Mr Brignone had taken time off his job as a tile layer to camp in the Żonqor area with his wife and son. It was something the family did together every year, choosing to set up a tent in Żonqor after authorities had made it illegal to camp in Ċirkewwa.

He set off on one of his customary underwater expeditions just before 10 a.m. on Sunday. When he had failed to return four hours later, alarm bells started ringing.

While a rescue team brought Mr Brignone’s body to the surface before transferring it to a waiting search and rescue boat, friends and family stood gripped against promenade barriers, watching their worst fears unfold before their eyes.

Relatives described a kind, jovial man whose two great passions were Brazil’s national football team and the feast of the Immaculate Conception in his Cospicua hometown.

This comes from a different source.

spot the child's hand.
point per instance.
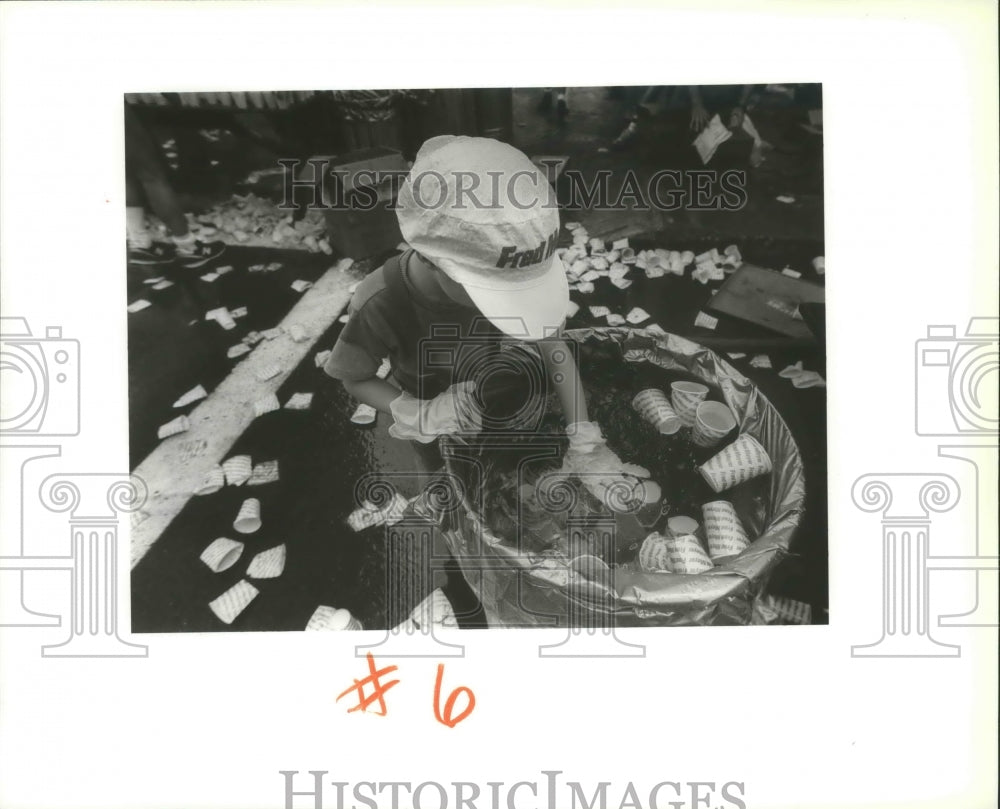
(423, 420)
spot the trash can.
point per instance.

His childhood love for the selecao stretched into his adult years, leading him to name his 15-year-old son after Brazilian football legend Romario and his Tarxien home, Casa Brazil.

He played football himself, as a strapping stopper with a keen defensive eye, with amateur teams in Cospicua and Sta Venera as well as St George’s. And although Mr Brignone lived in Tarxien, he only had eyes for his hometown Cospicua, his best friend David Vella said.

“He was mad about our parish feast. Whenever a volunteer was needed, Charles was the first with his hand up. He carried Our Lord’s statue on Good Friday and he took an active role in organising the feast every year. Cospicua has lost an angel.”

As Mr Vella struggled to keep his composure, he reminisced about growing up together, thinking back to their childhood days of playing football in a communal yard.

“We were like blood brothers. Then he fell in love with, and married, my cousin. He was so proud of Romario, who recently starting rowing for Cospicua’s under-15 regatta team. And to think, his father had warned him not to go snorkelling at Żonqor Point just yesterday...”

Mr Brignone’s cousin, Carmen Bugeja, picked up where he left off. “They were the perfect couple. So bubbly, positive and full of life. It’s so hard to believe this has happened.”

She blinked the tears back. “But at least they’ve found his body. It would have been much worse if we were all just left wondering. It’s not much, but at least it’s some form of closure.”